My roof could probably stand to be replaced, but I'm holding out as long as I can to maintain my "claims free" status, as it's a moderately significant discount, and my insurance has gone up enough already as insurance companies around here scramble to cover all their costs. (Ah, gotta love subsidies in the face of countless natural disasters year after year.) 

Anyway...I wouldn't say that insurance companies just plain and simply "always" win. They win...for a while...until the claims start piling up. Then their profit margins tank significantly, their costs just to handle all the claims flowing in increases, they eventually react by jacking up everyone's premiums...until the next natural disaster occurs, costing hundreds of millions to billions, and the payouts start again. Before Katrina, it was pretty common for insurance companies (mainly the broad insurance providers, Farmers, American Family, All State, etc.) to have profit margins in the double digits (which, truly, is very high...but when you think about what insurance is, in the good years, it NEEDS to be high). I think 8% was relatively "low". After Katrina, profit margins for insurance companies tanked down to around the -20% range for a while. They topped 10% again for a little while, and have been declining since. In recent years, big insurance company profit margins are down in the 2-6% range, however there have been spans in recent years where their profit margins were -7-10%. Average it out, and profit margins for insurance companies are at best a third of what they were, at worst a fifth, and shrinking. And the payouts continue...

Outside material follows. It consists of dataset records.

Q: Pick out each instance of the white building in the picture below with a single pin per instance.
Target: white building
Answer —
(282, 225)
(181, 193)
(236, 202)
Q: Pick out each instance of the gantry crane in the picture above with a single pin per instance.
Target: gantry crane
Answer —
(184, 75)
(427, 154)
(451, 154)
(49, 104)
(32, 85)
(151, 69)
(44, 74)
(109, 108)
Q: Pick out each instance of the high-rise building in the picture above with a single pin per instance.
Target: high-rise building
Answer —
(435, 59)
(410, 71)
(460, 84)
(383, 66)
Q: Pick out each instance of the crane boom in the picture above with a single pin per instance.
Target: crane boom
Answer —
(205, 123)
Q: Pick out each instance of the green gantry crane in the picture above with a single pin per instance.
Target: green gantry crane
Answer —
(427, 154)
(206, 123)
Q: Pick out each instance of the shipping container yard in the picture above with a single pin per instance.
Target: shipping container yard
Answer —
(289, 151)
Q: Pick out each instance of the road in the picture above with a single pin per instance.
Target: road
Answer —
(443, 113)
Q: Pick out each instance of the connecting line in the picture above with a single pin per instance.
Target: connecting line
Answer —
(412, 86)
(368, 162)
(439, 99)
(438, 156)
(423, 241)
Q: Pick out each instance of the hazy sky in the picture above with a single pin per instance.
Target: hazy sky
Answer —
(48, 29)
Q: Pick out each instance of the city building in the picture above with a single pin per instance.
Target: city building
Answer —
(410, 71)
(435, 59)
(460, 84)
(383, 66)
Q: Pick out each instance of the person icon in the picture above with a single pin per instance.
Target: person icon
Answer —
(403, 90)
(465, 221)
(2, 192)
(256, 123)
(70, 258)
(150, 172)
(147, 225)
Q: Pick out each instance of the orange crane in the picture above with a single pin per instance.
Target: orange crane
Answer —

So, don't be surprised if you have to *pay *to protect your investments. Insurance payouts are very high in recent years, and look to remain relatively high in the future.


----------



## thepancakeman (Jul 11, 2014)

Mt Spokane Photography said:


> nonac said:
> 
> 
> > AlanF said:
> ...



I have some rather wealthy friends that recently claimed that home owners insurance was a middle-class invention. I'm not sure if they've changed their tune after their home burned to the ground. ???


----------



## nebugeater (Jul 11, 2014)

Question for the OP

Was this quoted as a rider to your home owners / renter policy or as a stand alone policy? Not sure how much but that will have a pretty good impact on rates


----------



## Mt Spokane Photography (Jul 11, 2014)

nonac said:


> Mt Spokane Photography said:
> 
> 
> > nonac said:
> ...






Maybe I wasn't clear, we probably are thinking alike.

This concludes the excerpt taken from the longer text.